If it’s crash, bang, wallop you’re after then a night of stock-car racing at Cowdenbeath’s Central Park will be right up your street.
Should Jermain Defoe make his Rangers debut on William Scottish Cup duty against the Blue Brazil in this multi-purpose arena on Friday night, meanwhile, then the on-loan former England striker may end
up as battered as the jalopies that career around the pitch side.
“If it’s Jermain’s first game then he might decide to head back down south right after the final whistle,” said former Cowdenbeath manager Colin Cameron with a smile.
“He might come in and see Central Park and say to himself ‘what have I got myself into here?’ I’m sure it’ll turn out fine but it’ll certainly be an eye-opener for most of the players at Rangers.”
Cameron is well aware of Central Park’s nooks, crannies and unique, ahem, charms. Defoe and the rest of the Rangers players are used to the finer things in life but the very nature of cup football means the draw can often fling you into the kind of uncomfortable territory that possesses all the luxury of a blocked toilet.

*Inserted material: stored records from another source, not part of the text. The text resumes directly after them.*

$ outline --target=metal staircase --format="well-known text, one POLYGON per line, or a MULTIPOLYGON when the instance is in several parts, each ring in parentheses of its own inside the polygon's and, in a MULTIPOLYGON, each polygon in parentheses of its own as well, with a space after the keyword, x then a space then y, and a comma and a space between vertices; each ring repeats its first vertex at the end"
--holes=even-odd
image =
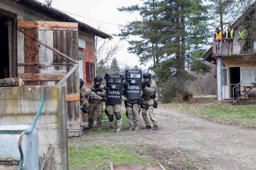
POLYGON ((249 91, 250 91, 254 87, 255 87, 255 86, 256 86, 256 83, 252 83, 252 84, 253 84, 253 85, 252 86, 251 86, 251 87, 250 87, 250 88, 249 89, 248 89, 247 90, 246 90, 246 91, 245 91, 244 93, 243 94, 242 94, 240 97, 239 97, 237 99, 234 101, 234 102, 233 102, 233 103, 232 103, 232 105, 234 105, 234 104, 236 102, 237 102, 237 101, 238 101, 238 100, 239 100, 239 99, 240 99, 243 96, 244 96, 246 95, 246 94, 247 94, 248 93, 248 92, 249 92, 249 91))

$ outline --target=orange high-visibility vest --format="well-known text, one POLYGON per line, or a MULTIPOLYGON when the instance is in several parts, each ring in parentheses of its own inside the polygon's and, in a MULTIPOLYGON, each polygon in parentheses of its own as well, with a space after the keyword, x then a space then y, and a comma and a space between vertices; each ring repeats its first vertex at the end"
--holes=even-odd
POLYGON ((220 31, 220 33, 219 33, 218 35, 217 33, 217 32, 215 33, 215 34, 216 34, 216 40, 222 40, 222 33, 220 31))

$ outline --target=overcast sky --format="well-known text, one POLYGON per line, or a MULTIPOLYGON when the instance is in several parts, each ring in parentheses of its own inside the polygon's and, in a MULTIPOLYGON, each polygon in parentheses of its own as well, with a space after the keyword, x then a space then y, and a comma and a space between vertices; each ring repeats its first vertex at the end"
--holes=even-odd
MULTIPOLYGON (((45 3, 45 0, 37 0, 45 3)), ((143 2, 140 0, 52 0, 51 7, 95 28, 98 29, 98 25, 101 24, 101 31, 111 35, 120 32, 118 25, 124 25, 127 22, 141 18, 138 12, 131 14, 119 12, 117 8, 138 4, 141 6, 143 2)), ((110 44, 114 44, 119 41, 120 37, 112 36, 113 39, 110 44)), ((127 48, 129 45, 127 42, 122 42, 124 47, 115 55, 120 62, 131 66, 137 64, 143 69, 147 69, 153 63, 149 63, 145 66, 140 65, 138 58, 128 53, 127 48)))

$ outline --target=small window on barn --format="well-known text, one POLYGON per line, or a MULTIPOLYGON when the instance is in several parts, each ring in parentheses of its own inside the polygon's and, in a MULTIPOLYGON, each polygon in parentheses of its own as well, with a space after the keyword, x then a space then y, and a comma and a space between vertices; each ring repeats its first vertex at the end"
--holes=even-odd
POLYGON ((86 81, 92 82, 94 78, 94 63, 91 62, 86 62, 86 81))
POLYGON ((84 40, 78 38, 78 46, 80 48, 86 49, 86 46, 84 40))

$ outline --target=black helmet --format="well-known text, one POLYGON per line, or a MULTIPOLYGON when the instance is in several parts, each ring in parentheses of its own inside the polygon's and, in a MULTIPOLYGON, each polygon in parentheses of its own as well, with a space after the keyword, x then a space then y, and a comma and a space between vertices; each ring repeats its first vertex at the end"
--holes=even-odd
POLYGON ((100 85, 100 84, 101 83, 101 81, 103 80, 102 78, 100 77, 96 77, 94 78, 93 80, 94 80, 94 86, 96 88, 98 88, 100 85), (95 83, 96 82, 99 82, 100 84, 96 84, 96 83, 95 83))
POLYGON ((94 78, 94 82, 101 82, 101 81, 103 80, 103 79, 102 79, 102 78, 100 77, 96 77, 95 78, 94 78))
POLYGON ((79 79, 79 81, 80 83, 80 87, 81 88, 81 87, 82 87, 83 85, 83 83, 84 83, 84 82, 83 80, 81 79, 79 79))
POLYGON ((151 79, 151 74, 149 72, 146 72, 143 74, 143 78, 148 77, 150 79, 151 79))
POLYGON ((110 73, 106 73, 105 74, 105 75, 104 76, 104 79, 106 79, 106 78, 107 75, 109 75, 110 74, 112 74, 110 73))

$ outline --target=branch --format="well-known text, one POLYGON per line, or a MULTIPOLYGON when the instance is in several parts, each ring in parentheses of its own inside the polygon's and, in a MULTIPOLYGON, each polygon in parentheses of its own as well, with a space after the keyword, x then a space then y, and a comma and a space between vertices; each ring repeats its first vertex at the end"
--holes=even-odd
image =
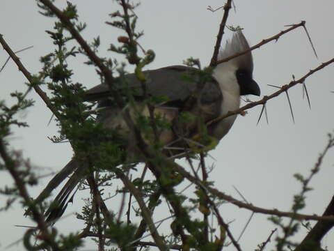
POLYGON ((275 35, 275 36, 273 36, 272 37, 269 38, 267 38, 267 39, 264 39, 262 40, 260 43, 256 44, 254 46, 252 46, 251 47, 250 47, 249 49, 247 49, 246 50, 244 51, 244 52, 239 52, 239 53, 237 53, 234 55, 232 55, 230 56, 228 56, 227 58, 225 59, 221 59, 221 60, 219 60, 218 61, 216 64, 214 64, 214 65, 212 65, 210 64, 211 66, 215 66, 219 63, 223 63, 223 62, 227 62, 234 58, 236 58, 239 56, 241 56, 241 55, 244 55, 253 50, 255 50, 255 49, 257 49, 257 48, 260 48, 261 46, 262 46, 263 45, 265 45, 266 43, 269 43, 270 41, 272 41, 272 40, 278 40, 278 38, 280 38, 280 37, 286 33, 288 33, 298 27, 300 27, 300 26, 303 26, 305 27, 305 21, 301 21, 299 24, 293 24, 290 28, 289 29, 287 29, 286 30, 284 30, 284 31, 280 31, 279 33, 275 35))
POLYGON ((202 183, 200 180, 193 176, 190 173, 186 172, 182 167, 177 165, 177 163, 173 163, 174 167, 176 170, 182 175, 184 178, 188 179, 191 183, 198 185, 202 189, 206 190, 211 194, 214 196, 216 196, 219 199, 228 201, 241 208, 245 208, 250 210, 254 213, 260 213, 263 214, 267 214, 270 215, 276 215, 278 217, 286 217, 290 218, 295 218, 299 220, 326 220, 331 222, 334 222, 334 216, 319 216, 315 214, 314 215, 306 215, 301 213, 294 213, 292 212, 285 212, 280 211, 277 209, 267 209, 264 208, 260 208, 258 206, 253 206, 251 204, 244 203, 237 199, 234 199, 233 197, 227 195, 223 192, 219 191, 217 189, 212 188, 207 185, 202 183))
POLYGON ((47 107, 51 110, 51 112, 52 112, 52 113, 55 116, 57 116, 57 112, 54 109, 49 98, 47 96, 47 94, 43 91, 42 91, 40 86, 38 86, 36 84, 35 81, 34 81, 33 79, 33 77, 31 76, 30 73, 26 69, 26 68, 21 63, 21 61, 17 57, 17 56, 16 56, 15 53, 12 50, 12 49, 10 49, 9 45, 3 39, 3 36, 1 34, 0 34, 0 43, 3 47, 3 50, 5 50, 7 52, 9 56, 10 56, 10 58, 16 63, 16 65, 19 68, 19 70, 22 72, 23 75, 26 77, 26 78, 28 79, 29 83, 31 84, 31 86, 33 88, 35 91, 40 96, 40 97, 42 98, 44 102, 47 105, 47 107))
POLYGON ((219 25, 219 31, 217 35, 217 40, 216 41, 216 45, 214 45, 214 54, 211 59, 210 66, 216 66, 218 54, 219 53, 219 49, 221 48, 221 39, 223 38, 223 35, 224 34, 224 29, 226 25, 226 21, 228 17, 228 13, 231 8, 231 2, 232 0, 228 0, 227 3, 224 6, 224 15, 223 15, 223 19, 221 20, 221 25, 219 25))
MULTIPOLYGON (((332 197, 323 216, 334 215, 334 197, 332 197)), ((334 226, 333 222, 319 220, 308 232, 294 251, 320 250, 320 242, 327 232, 334 226)))
POLYGON ((150 231, 151 232, 152 237, 155 241, 155 243, 158 246, 160 250, 167 250, 168 248, 164 243, 163 238, 158 233, 157 229, 155 228, 154 223, 152 220, 151 213, 147 208, 145 202, 140 194, 139 191, 137 188, 134 186, 134 185, 131 182, 131 181, 127 178, 124 174, 121 173, 120 172, 117 172, 117 175, 120 178, 122 181, 124 183, 124 185, 129 189, 130 192, 134 195, 136 198, 136 200, 141 208, 141 213, 143 218, 145 219, 145 222, 148 225, 148 228, 150 229, 150 231))
POLYGON ((102 61, 96 54, 90 49, 89 45, 82 38, 79 31, 75 29, 70 20, 66 17, 63 13, 56 7, 49 0, 40 0, 45 6, 49 8, 50 10, 54 13, 57 17, 61 21, 61 22, 66 26, 68 31, 78 42, 82 49, 87 54, 89 59, 95 63, 95 65, 101 70, 104 77, 106 78, 109 83, 111 83, 113 79, 111 72, 109 69, 102 63, 102 61))
POLYGON ((258 100, 258 101, 255 101, 255 102, 252 102, 250 103, 248 103, 244 106, 243 106, 242 107, 237 109, 237 110, 234 110, 234 111, 232 111, 232 112, 228 112, 226 114, 225 114, 224 116, 220 116, 218 118, 216 118, 216 119, 212 119, 212 121, 210 121, 209 122, 208 122, 207 123, 207 126, 209 126, 209 125, 212 124, 212 123, 216 123, 216 122, 218 122, 227 117, 229 117, 230 116, 232 116, 232 115, 234 115, 234 114, 242 114, 244 111, 245 110, 247 110, 247 109, 249 109, 250 108, 253 108, 257 105, 265 105, 266 102, 273 98, 276 98, 278 96, 279 96, 280 93, 283 93, 283 92, 285 92, 287 91, 289 89, 292 88, 292 86, 294 86, 295 85, 296 85, 297 84, 302 84, 305 82, 305 80, 308 77, 310 77, 311 75, 312 75, 313 73, 324 68, 325 67, 326 67, 327 66, 330 65, 331 63, 334 63, 334 58, 331 59, 331 60, 328 60, 328 61, 325 62, 325 63, 322 63, 320 66, 319 66, 318 67, 317 67, 316 68, 313 69, 313 70, 310 70, 308 73, 306 73, 305 75, 303 75, 303 77, 301 77, 299 79, 297 79, 297 80, 294 80, 294 81, 292 81, 290 82, 288 84, 285 84, 285 85, 283 85, 283 86, 280 87, 280 89, 274 92, 273 93, 272 93, 271 95, 269 95, 269 96, 264 96, 263 97, 263 98, 260 100, 258 100))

You can find beauty in the strangest of things, though. “I loved my first sight of Central Park because it is where I made my debut for Raith Rovers,” Cameron recalled. “I went from playing on public parks, so it wasn’t too much of a shock.”
By the time Cameron was managing Cowdenbeath, however, the quirks and absurdities of the Fife club’s home were wearing a bit thin.
“I remember picking up nuts, bolts and parts of cars that had been left from the stock-+car meeting before the game,” he added. “The cars would sometimes go on the park as well so you would see these tracks where they had done donuts.
“It drove me nuts when I was manager there. I like to set up a team to try to pass. Asking them to do that when there were rutted tyre marks on the pitch wasn’t great.”
Rangers will have to tread carefully on Friday night but Cameron, who led Cowdenbeath to the old Second Division title back in 2011 during his spell at the helm, is confident Steven Gerrard will have his players well warned about Central Park’s perils, pitfalls and general penury.
“It’s down to the preparation of the bigger clubs nowadays, the prep is so much more indepth now than maybe it had been in the past,” Cameron suggested. “Steven will have had Cowdenbeath watched, he’ll have had videos of them and really looked at them.
“I don’t know, he’s maybe been to Central Park himself to take a look at the place and will be telling the players what to expect. So I think they’ll be prepared.”
“But Cowdenbeath have to try to take advantage of the situation and hope that the Rangers players take one look at the place and think, ‘I don’t fancy this’.
“I also don’t think there will be enough space for all the Rangers players to get changed.
“The kitman will lay the strips out and then he’ll need to get out, it’s so small. There isn’t even space for all the bags. You couldn’t swing a cat in there. It’ll be compact, but not really bijou.”
“If Cowdenbeath can get in about them and upset them that way, then stranger things have happened.”